Make Comfort Food Like a Holistic Nutritionist

Make Comfort Food Like a Holistic Nutritionist

The cook behind My New Roots shares the healthiest risotto recipe we've ever tasted. (Hint: it doesn't involve any rice.)

If there’s anyone who knows how to make a plant-based, largely vegan and gluten-free diet a more delicious and actually exciting undertaking than order-in Thai, it’s Sarah Britton of My New Roots. Leading up to the release of her first cookbook on March 31 (aptly titled My New Roots), we asked the holistic nutritionist and cook to share some of her all-time favorite recipes right here. Check back weekly for plenty of healthy inspiration.

Miraculous Rice-less Risotto with Ramps and Asparagus

Serves 2

“This was a cool recipe. This actually [came out of] a chef collaboration I did in Amsterdam [with Schilo van Coevorden] two springs ago. It was his idea to do a risotto based on white asparagus. This is a really good example of how I work with chefs: they come up with a cool technique and then we’ll adjust the ingredients to be more health conscious.

I really like this one. It’s incredibly creamy, really simple to make, very few ingredients. It’s just fresh, and such a celebration of spring with the wild leek pesto. It’s delicious. If you want to make it with rice, you can totally do that. If you can’t find white asparagus, which also tends to be a little expensive, go with a grain; it’s really good with quinoa, with barley—it’s pretty customizable.”


4-6 large white asparagus spears, approx. 370g
2 shallots, minced
1 Tbsp. ghee or olive oil
a couple pinches salt
For garnish: Pecorino Romano, lemon zest, white pepper, cold-pressed olive oil

1 bunch green asparagus, approx. 300g
1 bunch wild leeks (ramps)
1 ½ Tbsp. cold pressed olive oil
½ Tbsp. lemon juice
1-3 Tbsp. cooking liquid
salt to taste
a small squirt of honey
Pecorino Romano to taste (lots!)


1. Begin by preparing the sauce. Snap off and discard the woody ends of the green asparagus, wash them well and chop them into similar size pieces. Rinse the ramps well, removing any soil.

2. Bring a pot of water the boil, add the asparagus and simmer for 1 minute. Turn off the heat and add the ramps, submerging them in the water for 1 more minute, just to take the raw edge off. Do not overcook! Immediately drain the asparagus and ramps reserving the cooking liquid in a separate bowl. Rinse the vegetables under very cold water, or submerge them in an ice bath to halt the cooking process. Reserve 2-3 pieces asparagus for garnish.

3. Add the cooked asparagus, ramps and remaining sauce ingredients (except for the salt and cheese) to a blender and process on high until smooth. Add cheese and salt, taste for seasoning. If necessary, add more cooking liquid to achieve a thinner sauce.

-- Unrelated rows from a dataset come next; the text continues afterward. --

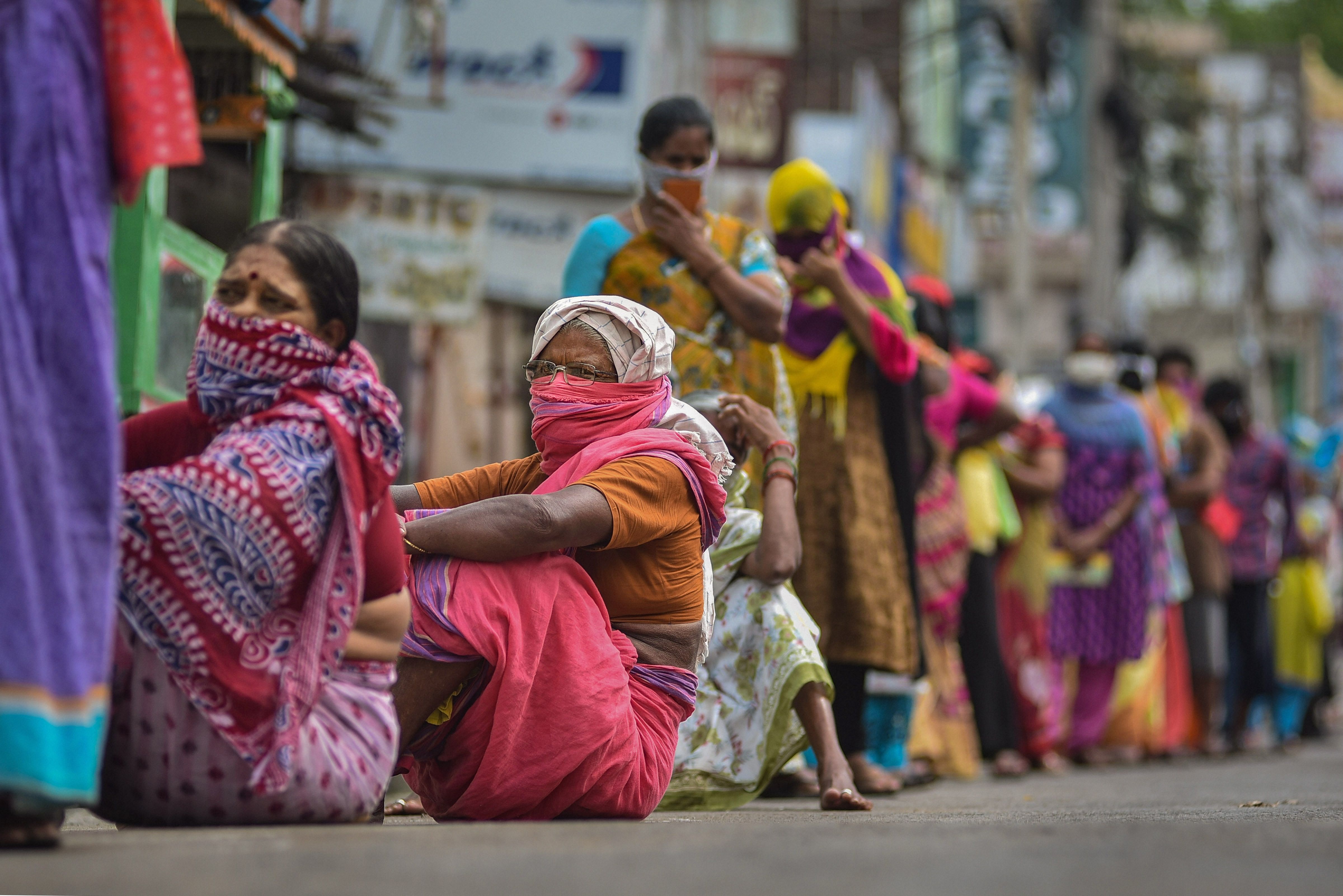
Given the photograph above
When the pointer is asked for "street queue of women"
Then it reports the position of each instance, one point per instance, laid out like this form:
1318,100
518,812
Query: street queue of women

4. Prepare the asparagus “rice”. Peel the white asparagus from the base all the way to the tip. Using a mandoline, a julienne peeler/slicer, or your excellent knife skills, create long, thin vertical strips. Line them up, then cut them across to create very small “grains”, each about the size of a grain of rice. Set aside. Mince shallots.

5. In a frying pan heat a little ghee or olive oil (if using olive oil make sure to cook over low heat!), add the shallots and a pinch or two of sea salt. Cook until the shallots have nicely caramelized, about 7-10 minutes. Add the white asparagus rice and stir to combine with the shallots. Cook for 5 minutes until slightly softened. Add the green sauce and fold into the rice, warming it. Continue to add the asparagus/ramps cooking liquid that you reserved, or just water, to thin out the consistency. The texture should be like regular risotto: loose and creamy, not sticky and dry nor too wet and soupy. Make sure it is hot all the way through. Season to taste, add more cheese if desired (sooooo gooooooood).

6. Plate the risotto and sprinkle with lemon zest, white pepper, more cheese if desired, and olive oil. Add a couple pieces of asparagus to the top and serve immediately.